Here is a shocker for you, backup IS a science. Good backup administrators / architects are worth their weight in gold. CIO’s just wish backup would go away. Backup costs money, it’s not strategic, it chews up man power and when it is 'running' (successfully or not) no one really pays attention to it, but when it fails or more likely when you need to restore data and can't, someone can lose their job - so backup is VERY important, it is a science and to architect a backup environment correctly it takes time, skill, money and someone who knows what they are dong.

Good backup administrators architect for recovery, not for backup. Prove it you say. Okay, question: “Why do backup administrators do full backups of Exchange every night?” Answer - because it is way easier and much faster to perform a one step full recovery for Exchange than it is to lay down the weekly full and apply the incrementals. Since mail is considered a “critical application” in the enterprise these days, and down time is critical for this application, good backup administrators architect for the least amount of downtime for the application. This also applies to databases. Ninety-five percent of all databases are actually snapped for quick recovery and I would also bet that a full backups is performed on them (or the snap) every evening.

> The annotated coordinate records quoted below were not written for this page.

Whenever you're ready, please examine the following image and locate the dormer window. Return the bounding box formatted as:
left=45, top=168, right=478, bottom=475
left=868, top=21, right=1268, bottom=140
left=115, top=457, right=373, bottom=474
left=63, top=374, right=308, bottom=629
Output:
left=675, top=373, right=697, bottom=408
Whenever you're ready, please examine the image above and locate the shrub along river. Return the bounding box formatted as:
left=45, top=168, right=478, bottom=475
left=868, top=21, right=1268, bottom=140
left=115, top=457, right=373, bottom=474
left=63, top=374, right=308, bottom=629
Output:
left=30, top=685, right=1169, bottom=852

Recovery is a primary driver of any good backup architecture but lately I have been hearing a great deal of talk around ‘backup consolidation’. The reality is, there is no ‘one size fits all’ when it comes to backup software or hardware. Consolidating backup software may make your environment easier to manage, but does it provide you the tools/technology you need to maximize your data protection objectives in your environment? Consolidating backup targets (tape / disk) may yield fewer devices to manage, but what happens to your overall backup and recovery performance when doing so? While new technologies may help fine-tune the science side of backup, they still need an artist’s touch.

An area where consolidation comes up quite frequently in the backup arena is around new data deduplication solutions. While these technologies add tremendous value, it should not be suggested that you forget about good backup architecture practices. For example, if deduplication is the removal of duplicate data, how much duplicate data is there really between your production data bases and your file systems within your company? Mixing the storage repository for your file system and data base data just doesn’t buy you a lot in your deduplicated backend so why mix them? It would make sense, however, to have a device / appliance for each database or set of databases that have common data as well as a device / appliance for file systems that have common data. Doing so would yield better backup and recovery performance and would probably mirror the same set of rules you would you used your ‘old’ backup environment. (Notice, I said ‘rules’ not devices or technologies.) Now as long as the cost isn’t exponentially higher having multiple devices (including management costs), recovery can be much easier and faster.

Another interesting side note, since most IT shops do FULL backups every night of their database, for the purpose of faster recover, then why wouldn't you want to have a dedicated backup storage device that does a 'full' backup every night of the data and only needs to move the changed data? This is the very nature of the Avamar technology and what this ‘next generation’ backup technology is designed to accomplish versus what traditional backup technologies try to do with cumbersome processes of full and incremental backups. Why not, for example, set up a dedicated Avamar Data Store for DB backups with the proper number of nodes for performance, and leave it at that?

Best Practices / Professional Services Have the Last Word

Instead of naysayers making a bunch of statements that certain technologies ‘can’t’ solve a problem, why wouldn’t they take a page out of a professional services handbook that says ‘if the solution is architected properly (and can be delivered at the right cost, and meet your business objectives) then there is no reason not to make any technology work to its maximum potential and solve difficult problems, that is the real science.

Ten years ago, backup administrators would say, “okay, if you can't get the backup / restore performance you need for that data set, then we will add another media server, get some more licenses and backup that data separately such that when you need to perform a restore, you can set up a dedicated media server for faster recovery.” Should this be any different today?

Backup is about recovery and more importantly performance (RTO) but it is also about architecture and a good backup architecture will put you on the Road to Recovery.